Por Celso Gutfreind, psicanalista e escritor
Hoje mandamos áudios. Sucessivamente. Em excesso. Não telefonamos. A ligação direta sem mensagem prévia chega a soar invasão. Áudios e mais áudios. Sem ligar. Ligar significa conversar. Conversar implica em ouvir. Ouvir permite ser interrompido. Seria estar entre dois ou, como diz a psicologia, é intersubjetivo.
Pode estar aí um dos traços mais terríveis de nossa cultura contemporânea
A poesia, como sempre, abordou antes o assunto. Mario Quintana, em curto e célebre poema, expressou que uma conversa consiste em dois monólogos intercalados. Bingo. Falar significa entoar o próprio monólogo e mandar áudios é a garantia de que o outro não vai nos interromper. É eu e eu. É eu comigo.
Pode estar aí a manifestação de um dos traços mais terríveis de nossa cultura contemporânea, essa pós-novas tecnologias. Ela é narcisa, ou seja, ratifica o mito de que o outro se apaga diante da minha necessidade premente. Com Narciso, ser visto e admirado. Hoje, ser ouvido e admirado. Não teria mudado muito.
A premissa (narcisa) segue igual, justo na resistência ao diferente. No áudio o outro está controlado e isso facilita tudo, em curto prazo. Permaneço no meu monólogo sem ser interrompido por nenhuma diferença que acarretaria a necessidade de eu não ser tão admirado pelo que estou dizendo.
Mas o preço é alto. Porque, desde os primórdios da nossa existência, somos forjados pelo outro e pelos canais de comunicação que a ele nos une. Não são muitos: ser olhado, ser tocado. E conversar. Toda conversa é difícil, do bebê ao velho, ao precisar ajustar as diferenças, a tal da intersubjetividade.

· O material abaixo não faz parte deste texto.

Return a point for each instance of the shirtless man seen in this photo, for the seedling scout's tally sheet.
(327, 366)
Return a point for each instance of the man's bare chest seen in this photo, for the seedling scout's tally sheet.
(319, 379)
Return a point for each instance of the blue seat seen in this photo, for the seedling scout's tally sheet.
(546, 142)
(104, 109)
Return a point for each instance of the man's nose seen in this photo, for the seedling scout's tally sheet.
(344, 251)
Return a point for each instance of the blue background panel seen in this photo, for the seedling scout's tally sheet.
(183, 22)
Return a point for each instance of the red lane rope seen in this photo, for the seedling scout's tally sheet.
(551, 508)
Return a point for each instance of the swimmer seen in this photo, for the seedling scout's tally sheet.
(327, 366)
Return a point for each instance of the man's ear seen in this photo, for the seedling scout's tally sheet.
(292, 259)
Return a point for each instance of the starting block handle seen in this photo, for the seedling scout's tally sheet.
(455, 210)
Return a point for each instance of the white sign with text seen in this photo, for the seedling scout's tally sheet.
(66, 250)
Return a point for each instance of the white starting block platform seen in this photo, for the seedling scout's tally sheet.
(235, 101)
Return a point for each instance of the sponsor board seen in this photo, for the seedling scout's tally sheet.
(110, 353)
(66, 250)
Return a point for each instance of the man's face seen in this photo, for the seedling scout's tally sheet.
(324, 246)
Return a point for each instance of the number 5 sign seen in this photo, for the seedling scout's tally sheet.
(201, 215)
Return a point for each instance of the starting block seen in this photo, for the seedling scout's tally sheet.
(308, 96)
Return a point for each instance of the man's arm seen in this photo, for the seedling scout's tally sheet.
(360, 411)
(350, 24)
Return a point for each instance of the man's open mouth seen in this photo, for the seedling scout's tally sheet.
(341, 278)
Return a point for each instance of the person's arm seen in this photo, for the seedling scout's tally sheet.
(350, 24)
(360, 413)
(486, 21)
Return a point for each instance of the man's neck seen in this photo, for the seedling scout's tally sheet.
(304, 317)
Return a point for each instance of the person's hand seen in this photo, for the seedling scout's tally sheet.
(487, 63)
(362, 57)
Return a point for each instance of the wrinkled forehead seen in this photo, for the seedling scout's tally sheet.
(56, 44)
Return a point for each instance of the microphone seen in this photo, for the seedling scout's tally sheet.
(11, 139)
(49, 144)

Toda conversa verdadeira balbucia, mas não tem outro modo de poder transformar e ser transformado. De influenciar e ser influenciado, incrementando — psicologia — a nossa subjetividade, alicerce de quem somos e do espaço que podemos ocupar nesta vida. Por isso, o filósofo Maurice Blanchot chamou a conversa de infinita. Mais fácil o monólogo. Não balbuciar como os áudios permitem. Eles oferecem a facilidade, mas também o pacto com a mesmice de um Narciso condenado a limitar-se em si mesmo.